The film becomes especially profound when it is thought about as commentary on the emergent effects of urbanization, corporatization, and mass media. The embodiment of how morality is not constant and always at the mercy of a people's state of desperation or security.
What's great about Apocalypto is that the outcome from the conflict between the protagonist and antagonist have no bearing whatsoever on the plight of the overall population. The force driving this great civilization to ultra violence is not attributable to simply a tyrannical overlord or to a corrupt small group of individuals subverting peacefulness - No, it is the very CONDITION, the overall CIRCUMSTANCES which these people live under enabling this treachery: there is starvation, disease, hopelessness, insecurity ... a total state of DESPERATION felt by the whole of these people which is breeding superstition and cruelty.
Further unsettling is when the Catholic, cross-wielding Spanish approach the beaches in their ships.
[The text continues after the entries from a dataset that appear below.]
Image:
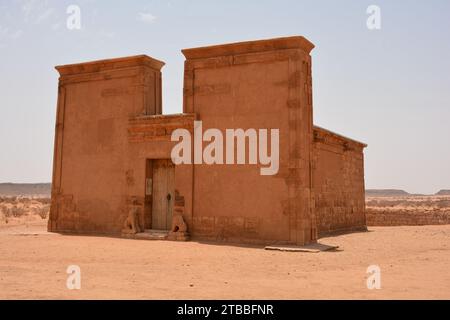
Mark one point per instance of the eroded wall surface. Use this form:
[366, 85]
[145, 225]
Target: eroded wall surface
[259, 84]
[338, 182]
[90, 188]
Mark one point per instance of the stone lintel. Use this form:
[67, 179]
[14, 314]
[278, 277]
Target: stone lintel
[295, 42]
[109, 64]
[330, 137]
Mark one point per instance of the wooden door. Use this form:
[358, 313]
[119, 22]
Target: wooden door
[163, 194]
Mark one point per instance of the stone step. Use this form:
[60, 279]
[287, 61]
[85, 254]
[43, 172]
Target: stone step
[152, 235]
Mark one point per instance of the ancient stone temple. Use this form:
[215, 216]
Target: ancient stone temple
[114, 171]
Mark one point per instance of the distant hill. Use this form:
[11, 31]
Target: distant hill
[25, 189]
[386, 193]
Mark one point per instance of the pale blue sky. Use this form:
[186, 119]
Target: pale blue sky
[389, 88]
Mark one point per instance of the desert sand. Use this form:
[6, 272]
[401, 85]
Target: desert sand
[414, 264]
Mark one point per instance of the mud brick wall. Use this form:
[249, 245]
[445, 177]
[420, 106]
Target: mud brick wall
[262, 85]
[92, 177]
[338, 181]
[376, 217]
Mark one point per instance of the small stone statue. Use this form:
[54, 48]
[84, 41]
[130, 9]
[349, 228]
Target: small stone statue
[131, 224]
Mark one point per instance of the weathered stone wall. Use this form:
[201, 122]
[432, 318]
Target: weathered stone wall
[92, 176]
[376, 217]
[262, 85]
[338, 181]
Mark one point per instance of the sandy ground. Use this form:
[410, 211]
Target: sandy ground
[414, 263]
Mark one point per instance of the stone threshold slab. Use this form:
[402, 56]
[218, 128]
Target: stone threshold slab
[311, 248]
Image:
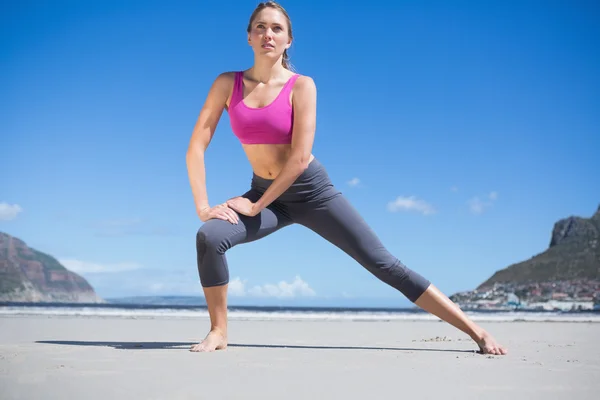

As the film ends we know that more slaughter is to follow, now from the hands of Europeans - However unlike the indigenous peoples, they slaughter not out of desperation to survive, but rather because of their desire for conquest and luxury: ultimately being strongly critical of the disingenuous use of Christianity to legitimize the whims of the ruling class.
If Gibson was indeed going for a message on the consequences of indigenous people worshiping their false gods in a false religion then its a relief that this message was completely lost on me. Christianity comes off looking just as bad. I feel the ideas in this film are much bigger than what he may have personally envisioned and intended.